Just so we’re clear though; I wouldn’t have dreamt of objecting to the photograph that accompanied Wildcat’s Riders’ Lives responses; they were her answers and it was her choice of image – if she chose to reveal her glamorous side along with her biking credentials that was her privilege.

I was also quite content to help out dress designer Libby Rose (left) by photographing her collection (in fact truth be told, I rather enjoyed it) and once again, just like with young Karen, it was the bike that was being used and abused as a prop, while the model was the subject; but given that a bike – as much as you might love it – is an inanimate object, it’d be a serious snowflake who could find that offensive.

So what’s the morale of this story? Basically, I honestly don’t believe that the majority of men on machines are anywhere near as sexist as the small, but disproportionately noisy, macho dickhead brigade tend to suggest; but it still requires a lot of resolution and not a little bravery for a woman to challenge them – especially in the febrile atmosphere that tends to dominate in the kind of online groups I was referring to at the top.

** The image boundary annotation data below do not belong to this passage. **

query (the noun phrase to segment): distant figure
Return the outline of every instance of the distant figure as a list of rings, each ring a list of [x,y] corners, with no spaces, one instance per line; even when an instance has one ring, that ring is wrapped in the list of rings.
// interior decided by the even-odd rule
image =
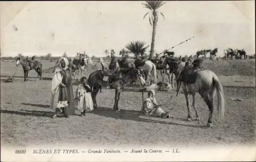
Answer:
[[[111,58],[112,58],[112,57],[114,57],[114,56],[115,56],[115,51],[114,51],[114,50],[113,50],[113,49],[112,49],[112,50],[111,50],[111,54],[110,54],[110,56],[111,56]]]
[[[93,110],[93,102],[91,95],[91,89],[88,85],[86,77],[81,78],[82,83],[80,84],[76,89],[75,98],[75,106],[81,112],[81,115],[86,115],[86,109],[89,111]]]

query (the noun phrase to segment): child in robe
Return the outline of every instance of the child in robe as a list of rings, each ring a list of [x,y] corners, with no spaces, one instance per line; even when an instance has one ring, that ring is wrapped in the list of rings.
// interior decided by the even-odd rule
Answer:
[[[81,78],[82,83],[77,87],[75,97],[75,106],[81,112],[81,115],[86,115],[86,109],[93,110],[93,102],[91,95],[91,88],[86,77]]]

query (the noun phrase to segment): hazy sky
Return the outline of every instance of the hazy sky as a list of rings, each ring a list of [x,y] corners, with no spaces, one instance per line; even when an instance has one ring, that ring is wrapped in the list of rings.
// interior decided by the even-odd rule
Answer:
[[[152,27],[143,1],[1,2],[3,56],[70,56],[85,50],[90,56],[117,54],[131,41],[150,45]],[[167,1],[160,9],[155,50],[194,55],[201,49],[229,47],[255,53],[254,1]],[[148,50],[150,50],[150,47]]]

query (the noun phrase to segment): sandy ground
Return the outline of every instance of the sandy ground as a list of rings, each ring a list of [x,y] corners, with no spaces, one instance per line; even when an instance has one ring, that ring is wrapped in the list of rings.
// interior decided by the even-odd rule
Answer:
[[[3,65],[1,65],[2,66]],[[5,66],[6,67],[6,66]],[[169,110],[170,119],[148,117],[139,113],[141,94],[122,92],[119,100],[121,111],[112,110],[114,91],[103,89],[97,100],[99,110],[88,112],[87,116],[76,115],[69,119],[52,119],[50,109],[52,74],[44,74],[45,80],[37,82],[30,78],[24,83],[16,78],[12,83],[3,83],[9,71],[1,68],[1,145],[28,146],[63,143],[92,145],[212,145],[251,143],[255,141],[255,77],[220,76],[224,85],[226,100],[225,122],[219,122],[216,108],[214,127],[205,127],[209,111],[199,95],[196,105],[200,122],[186,121],[185,97],[172,92],[157,94],[162,108]],[[6,68],[5,68],[6,70]],[[17,75],[22,76],[21,72]],[[35,76],[31,72],[30,76]],[[75,91],[77,86],[74,86]],[[171,91],[174,92],[174,91]],[[191,101],[191,97],[190,97]],[[231,99],[240,99],[235,101]],[[195,118],[194,111],[193,118]]]

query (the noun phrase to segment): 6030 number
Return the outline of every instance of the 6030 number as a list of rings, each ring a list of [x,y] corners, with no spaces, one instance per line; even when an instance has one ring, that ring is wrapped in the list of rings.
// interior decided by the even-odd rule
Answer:
[[[16,150],[15,154],[22,154],[26,153],[26,150]]]

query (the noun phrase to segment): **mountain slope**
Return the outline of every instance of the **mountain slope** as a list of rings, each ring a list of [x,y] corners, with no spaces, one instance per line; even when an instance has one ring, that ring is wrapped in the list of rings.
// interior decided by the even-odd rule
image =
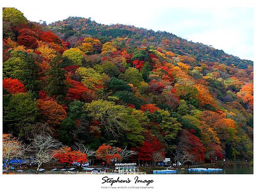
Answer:
[[[252,160],[251,61],[166,32],[3,14],[4,133],[134,160]]]

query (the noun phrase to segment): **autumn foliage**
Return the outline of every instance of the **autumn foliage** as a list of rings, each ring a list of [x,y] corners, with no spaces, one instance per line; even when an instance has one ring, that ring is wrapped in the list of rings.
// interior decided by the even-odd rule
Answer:
[[[39,100],[37,105],[42,115],[41,120],[49,125],[55,126],[60,124],[67,116],[67,112],[62,106],[54,101]]]
[[[112,159],[120,160],[119,152],[121,148],[114,148],[109,145],[103,144],[99,147],[96,151],[96,158],[102,159],[107,162],[107,164],[110,164]]]
[[[17,79],[4,78],[3,80],[3,87],[7,91],[12,94],[25,92],[26,89],[23,84]]]
[[[87,161],[87,156],[80,151],[72,151],[71,148],[64,146],[61,149],[54,151],[54,157],[60,163],[72,164],[75,161],[83,163]]]

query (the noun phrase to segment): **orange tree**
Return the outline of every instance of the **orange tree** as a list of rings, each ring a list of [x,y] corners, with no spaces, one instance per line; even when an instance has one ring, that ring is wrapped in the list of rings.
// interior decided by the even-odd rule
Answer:
[[[99,147],[96,151],[96,158],[102,159],[109,164],[112,159],[121,160],[120,152],[121,148],[118,147],[112,147],[110,145],[103,144]]]
[[[67,146],[55,151],[53,154],[54,158],[58,160],[61,163],[66,163],[65,166],[73,164],[74,161],[80,163],[87,161],[87,156],[80,151],[71,151],[71,148]]]

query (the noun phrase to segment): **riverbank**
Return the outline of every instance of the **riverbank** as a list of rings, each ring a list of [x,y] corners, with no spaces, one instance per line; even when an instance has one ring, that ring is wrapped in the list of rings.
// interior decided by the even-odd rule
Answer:
[[[179,166],[172,166],[171,169],[175,170],[177,171],[187,170],[188,168],[214,168],[225,169],[227,168],[236,167],[250,167],[253,166],[253,163],[250,162],[229,162],[227,163],[204,163],[198,165],[183,165]],[[139,170],[140,172],[150,172],[153,170],[164,170],[166,168],[166,167],[163,166],[140,166]]]

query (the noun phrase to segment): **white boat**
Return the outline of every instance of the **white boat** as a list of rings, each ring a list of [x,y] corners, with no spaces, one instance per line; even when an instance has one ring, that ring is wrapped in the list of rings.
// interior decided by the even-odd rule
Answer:
[[[170,174],[176,172],[175,170],[169,170],[168,168],[166,170],[153,171],[153,174]]]
[[[222,171],[221,168],[189,168],[189,171]]]

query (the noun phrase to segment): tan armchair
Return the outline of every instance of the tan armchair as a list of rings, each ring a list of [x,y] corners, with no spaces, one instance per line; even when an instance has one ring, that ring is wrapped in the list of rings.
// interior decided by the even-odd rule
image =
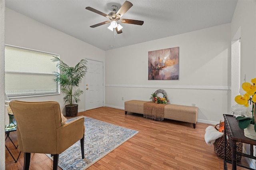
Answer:
[[[53,169],[57,170],[59,154],[78,140],[82,158],[84,158],[83,117],[62,126],[58,102],[12,101],[9,105],[17,122],[19,149],[24,153],[24,170],[29,168],[31,153],[53,155]]]

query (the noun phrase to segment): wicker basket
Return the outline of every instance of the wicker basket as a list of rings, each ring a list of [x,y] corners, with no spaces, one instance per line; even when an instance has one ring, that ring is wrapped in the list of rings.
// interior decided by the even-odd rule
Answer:
[[[67,117],[73,117],[77,116],[78,110],[78,105],[73,104],[72,106],[67,105],[65,106],[66,108],[66,115]]]
[[[218,129],[216,127],[218,125],[216,125],[215,126],[215,128],[218,130]],[[223,154],[223,148],[224,147],[224,138],[222,136],[220,138],[216,139],[215,142],[213,144],[214,146],[214,152],[216,153],[217,156],[222,158],[224,158],[224,155]],[[229,143],[228,139],[227,138],[226,142],[226,159],[228,160],[231,161],[232,160],[232,151],[231,150],[231,147]],[[243,143],[240,142],[236,142],[236,152],[243,152]],[[239,161],[242,159],[242,156],[239,155],[236,155],[236,161]]]

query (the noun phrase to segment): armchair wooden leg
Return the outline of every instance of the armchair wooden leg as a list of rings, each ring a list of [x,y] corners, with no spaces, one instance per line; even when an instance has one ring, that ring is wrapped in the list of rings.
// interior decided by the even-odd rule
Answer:
[[[24,153],[24,166],[23,169],[24,170],[28,170],[29,169],[29,164],[30,163],[30,153]]]
[[[58,164],[59,162],[59,154],[54,154],[53,155],[53,167],[52,169],[53,170],[57,170],[58,169]]]
[[[80,143],[81,144],[81,151],[82,152],[82,158],[84,158],[84,134],[83,136],[83,138],[80,140]]]

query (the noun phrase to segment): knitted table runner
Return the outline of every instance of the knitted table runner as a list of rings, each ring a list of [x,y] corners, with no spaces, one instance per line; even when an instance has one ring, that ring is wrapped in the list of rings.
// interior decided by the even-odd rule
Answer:
[[[158,104],[152,101],[143,105],[143,117],[153,120],[162,121],[164,120],[164,112],[166,104]]]

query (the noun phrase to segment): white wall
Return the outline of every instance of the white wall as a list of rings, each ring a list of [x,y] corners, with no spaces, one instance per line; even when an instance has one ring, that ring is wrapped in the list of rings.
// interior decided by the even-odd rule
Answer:
[[[241,38],[241,85],[244,76],[246,82],[256,77],[256,1],[238,0],[231,22],[231,38]],[[250,146],[244,145],[244,152],[250,154]],[[255,154],[254,149],[254,154]],[[255,161],[248,159],[251,168],[255,168]]]
[[[122,109],[126,101],[149,101],[162,89],[171,103],[195,103],[198,121],[223,120],[230,109],[230,35],[229,24],[106,51],[106,105]],[[148,80],[148,51],[175,47],[180,79]]]
[[[238,0],[231,22],[231,38],[241,38],[241,83],[256,77],[256,1]]]
[[[4,11],[5,1],[0,0],[0,169],[5,169],[4,128]]]
[[[5,43],[33,49],[59,54],[60,59],[74,66],[82,59],[91,59],[105,63],[105,51],[6,8]],[[85,91],[84,81],[80,89]],[[79,111],[85,110],[84,93],[80,99]],[[27,101],[54,101],[60,103],[65,115],[63,95],[12,99]]]

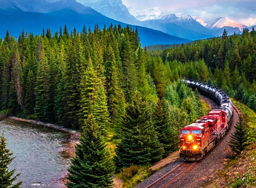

The Rider’s Digest never set out to create a ‘safe space’ for women – or any other oppressed group for that matter – but on reflection that would appear to be what we’ve accidentally become, simply by our unwillingness to perpetuate lazy, atavistic isms; and if that means that we’ve been ‘virtue signalling’, then we’ve been guilty as charged ever since 1997!

Then again, it’s a very special sort of macho dickhead who believes that accusing someone of “behaviour showing high moral standards” is an insult; so the Neanderthals would appear to have a lot more in common with sad sack ‘Incels’ than the motorcycling mainstream.